We know why the trials haven’t been conducted: liberal lawyers and “human rights” groups have tied the terrorist cases in knots for years. Last week’s Supreme Court decision in Boumediene v. Bush wasn’t the first such case. In fact, it’s the biannual installment in changing the law of detainee trials (the Hamdi Supreme Court decision came in 2004, followed by Hamdan in 2006. Boumediene is the latest installment to throw the law into confusion and indecision. Each case has kept even admitted 9-11 attack planner Khalid Sheik Mohammed from being brought to trial).
So while the lawyers fiddle, justice is delayed and Americans grow angrier. Not at the president or his lawyers, but the lawyers who are stalling what should be justice that is lawful, swift and fair.
This issue resonates with voters. I attended the East Room event in mid-September 2006 when President Bush announced what he would ask Congress to do in the aftermath of Hamdan. It was a dramatic moment. At the time, Democrats held a commanding lead in the mid-term election polls. When George Bush spoke of how he’d tackle the problem of delivering justice to captured enemies, the Dems’ lead almost disappeared overnight, only to recover before the elections.
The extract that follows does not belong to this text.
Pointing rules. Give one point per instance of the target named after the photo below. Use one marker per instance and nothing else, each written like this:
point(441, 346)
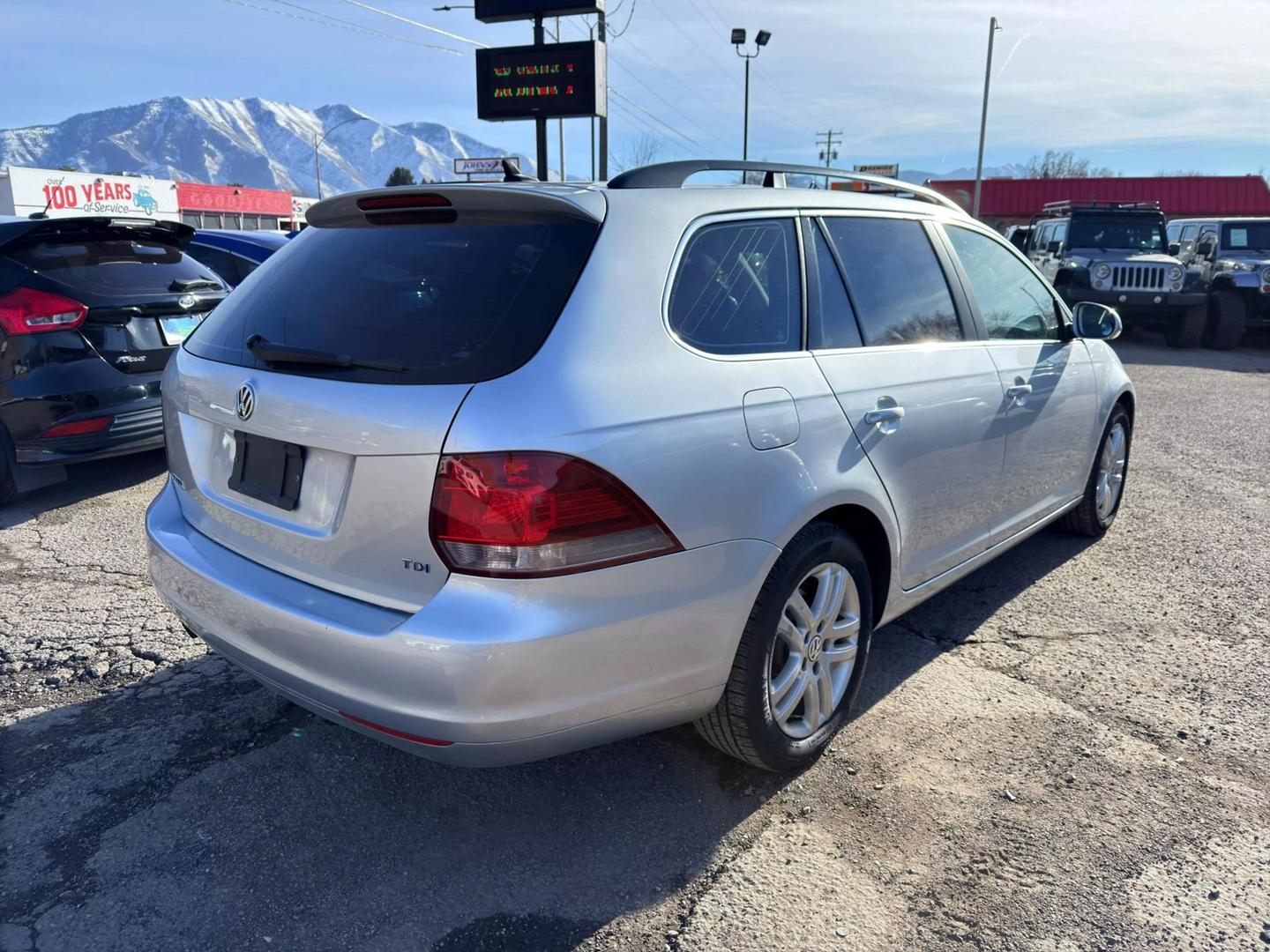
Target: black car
point(90, 310)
Which is why it’s astounding that Levin is again planting the Democrats’ flag with those who worry more about terrorists’ civil rights and who would delay the justice those such as KSM deserves.
Levin is hurtling into the most dangerous problem the Dems face on the subject of the war: voters want to win this war and the Dems are doing everything they can to prevent that outcome. Beginning this morning and continuing perhaps for days, two dramas will play out.
First, Levin and his staff will be spoon-feeding the 527 Media (and especially the Democrats’ reliable ally, AP) on the horrors of Abu Ghraib, Guantanamo Bay and whatever phobias the elites’ fevered brows still suffer over the treatment of terrorist prisoners. (We’ll be watching carefully the AP coverage, because last night’s story is probably the beginning of a series, crafted in the manner of the same treatment AP gave Hillary Clinton in its entirely concocted “Rumsfeld refuses to testify” series in August 2006).
Second, the rest of the 527 Media will go along with Levin and once again portray the Bush administration as a collection of torturers and liars.
They would do better to re-read the Schlesinger report. Its conclusion begins, “The vast majority of detainees in Guantanamo, Afghanistan and Iraq were treated appropriately, and the great bulk of detention operations were conducted in compliance with US policy directives.”
Unless there is new, direct and material evidence otherwise, that conclusion will not be disturbed today. Nor will be the proofs of the AP’s willingness to be a tool of the Democrats campaign against the war.